Братство любви Николая Неплюева. В 2-х кн. Кн. 1 - страница 47



На другой день я рассказал заведующему о случившемся. Он выслушал меня, и в ближайшее общее собрание сельскохозяйственной артели мне М. Н. Уманец был объявлен выговор от имени думы сельскохозяйственной артели перед общим собранием. Факт изложила в превратном виде: браунинг, якобы, я взял из кармана заведующего, затем игрался с ним и, не зная устройства, выстрелил, и что я что-то искал в столе и хотел что-то взять. Эта информация меня унижала и ставила в положение какого-то вора. Я решительно запротестовал и на общем собрании сказал о том, как было дело, и что выговор я принимаю, но информацию отвергаю.

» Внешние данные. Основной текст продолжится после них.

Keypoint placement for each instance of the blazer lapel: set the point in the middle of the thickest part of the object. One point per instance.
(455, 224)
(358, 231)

Это не понравилось правлению сельскохозяйственной артели, и я в приеме был оставлен на следующий год, а мои соклассники в количестве пяти человек были приняты. Так я из школы вышел первым, старшиною школы, а очутился в последних рядах. Эти случаи меня не обескуражили, я и в дальнейшем работал честно, старательно и каких только работ не попробовал. Зимою кормил коров, выпаивал телят, вывозил навоз на поля и т. п. Летом от зари до зари находился на полях, пахал, сеял, жал жатками и сноповязалками. Работал в садах артели и своими руками, с помощью наемных работниц, посадил за два года 50 гектаров плодового дерева. Работа в садах происходила под руководством опытного садовода, ранее на пять лет меня окончившего воздвиженскую сельскохозяйственную школу Семена Федоровича Черненко[73], ныне мичуринца, доктора сельского хозяйства, профессора Мичуринского плодового института.

Я заметил со стороны многих членов сельскохозяйственной артели погоню за теплыми местечками. Приведу один из примеров. В Ямполе в детском приюте был учителем один из наших членов – некто Пушенко Василий Аксентьевич, и как-то пьяным валялся на улице Ямполя. Его дума сельскохозяйственной артели решила исключить, и Пушенко, стоя на коленях перед общим собранием, просил со слезами оставить его снова в сельскохозяйственной артели, дать ему какую угодно работу, и он докажет свою верность, и что он по ошибке очутился пьяницей. Его оставили и прислали работать на скотный двор, где я заведовал всеми работами. Я дал работу Пушенко постоять на воротах, ведущих в парки имения Неплюевых, дабы туда при выпуске на прогулку скот не попал бы на цветники. Пушенко этого не выполнил, и скот ушел вместо кошары в парки и только случайно не потоптал цветники. Один из работников скотного двора это заметил и вовремя завернул скот. Я был удивлен и спросил Пушенко, почему он не стал на посту, мною указанному. Пушенко ответил: “Потому что ты еще молодой и не можешь руководить делом”. Я решил о поведении Пушенко передать в правление сельскохозяйственной артели, но Пушенко уговорил меня не передавать этого дела, и что он вообще меня не понял и в будущем докажет свою верность даже в самом грязном и тяжелом труде. Все это было на словах и не искренне. Он, Пушенко, забегал наперед к посещаемым скотный двор руководителям сельскохозяйственной артели, давал объяснения, информировал о происходящих на скотном дворе событиях и извивался перед ними, как змей. Противно было смотреть на подобное подхалимство и, в конце концов, этими путями добился того, что его снова по осени назначили учителем в ямпольский детский приют.

Многие члены начали уходить из артели, разочаровавшись в ее идеалах. Один из ближайших моих друзей Георгий Маркович Любченко, хороший писатель, поэт. Он еще в школе воспевал смысл жизни трудовой именно в этом братстве, а когда увидел погоню и чехарду за легкими местечками, то резко изменил свое суждение и ушел, унося огорчение в сердце. Я крепился и считал подобные действия молодушием, и рассматривал это как дезертирство из важного фронта осмысленной жизни, основанной на принципах равенства и свободы. Считал свой труд необходимым для будущего поколения, труд, направленный к коммунистической жизни на основах братства и совместного усилия разумных и образованных людей для осуществления формы жизни осмысленной и вполне отвечающей коммунизму христианской общины. Я стал верующим христианином и увлекся этим учением.